Despite this year's funding boost, Mr. Prewitt, a public aff airs professor at Columbia University who is also serving as a consultant to the Obama administration for the 2010 Census, predicts this year's count will miss even more people.
"I think it will be very hard for this Census to be as accurate as the last one," he said. Mr. Prewitt attributes this largely to the skyrocketing population of illegal immigrants, which shot up from an estimated 8 million in 2000 to 12 million in 2008. He said he doubts the Census will count more than half of that amount.
"That's a hard population to count," he said. "And they have every reason to be suspicious of the government, because of the raids and so forth."
What's more, he said, "the political environment with respect to the undocumented is worse than it was in 2000."
Add to this all the political debate already swirling around the Census, and it's easy to see how the science can get lost in a fog.

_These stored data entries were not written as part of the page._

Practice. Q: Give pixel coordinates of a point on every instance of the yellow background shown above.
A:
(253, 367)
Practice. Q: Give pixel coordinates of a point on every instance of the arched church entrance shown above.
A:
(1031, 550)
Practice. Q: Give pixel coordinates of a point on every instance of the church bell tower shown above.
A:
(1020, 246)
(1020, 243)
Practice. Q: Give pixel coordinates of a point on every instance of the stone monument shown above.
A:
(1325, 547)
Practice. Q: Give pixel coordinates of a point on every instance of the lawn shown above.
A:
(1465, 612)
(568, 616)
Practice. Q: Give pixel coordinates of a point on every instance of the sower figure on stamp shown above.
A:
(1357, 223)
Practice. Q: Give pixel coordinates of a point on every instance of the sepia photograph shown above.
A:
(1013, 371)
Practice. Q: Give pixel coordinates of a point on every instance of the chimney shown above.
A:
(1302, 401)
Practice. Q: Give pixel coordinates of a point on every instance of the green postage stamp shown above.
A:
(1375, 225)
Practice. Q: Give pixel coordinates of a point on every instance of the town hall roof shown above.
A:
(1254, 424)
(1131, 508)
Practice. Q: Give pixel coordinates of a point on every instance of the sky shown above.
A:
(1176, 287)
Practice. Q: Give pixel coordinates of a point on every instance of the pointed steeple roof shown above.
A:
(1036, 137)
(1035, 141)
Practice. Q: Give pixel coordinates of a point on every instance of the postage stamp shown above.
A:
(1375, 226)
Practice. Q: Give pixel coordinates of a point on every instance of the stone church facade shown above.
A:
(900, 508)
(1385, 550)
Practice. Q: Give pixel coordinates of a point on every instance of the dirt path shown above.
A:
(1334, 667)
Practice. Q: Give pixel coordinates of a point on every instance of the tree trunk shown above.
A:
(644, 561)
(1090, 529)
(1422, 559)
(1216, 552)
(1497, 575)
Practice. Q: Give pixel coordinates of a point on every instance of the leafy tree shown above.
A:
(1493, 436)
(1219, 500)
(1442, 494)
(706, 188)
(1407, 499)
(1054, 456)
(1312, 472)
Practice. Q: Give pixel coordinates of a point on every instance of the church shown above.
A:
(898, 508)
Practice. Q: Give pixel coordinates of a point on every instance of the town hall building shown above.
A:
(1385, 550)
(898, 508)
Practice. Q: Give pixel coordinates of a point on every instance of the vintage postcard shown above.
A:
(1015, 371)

President Barack Obama's picks for Commerce Secretary – which oversees the Census Bureau – and the Census director have sparked outcry from Republicans and Democrats alike. Also, this year immigration advocates have turned against each other. On one side, a national coalition of Latino evangelical clergy members is urging undocumented residents to boycott the Census to spur immigration reform. On the other, politicians and activists say this will serve only to hurt the immigrants themselves. As for the actual numbers, Census officials believe that the 2010 count will show 306 million Americans, 46 million — or 15 percent — of whom are Hispanics. That's up from 281 million Americans in the 2000 tally, in which about 35 million people — or 12.5 percent — identified themselves as Hispanic.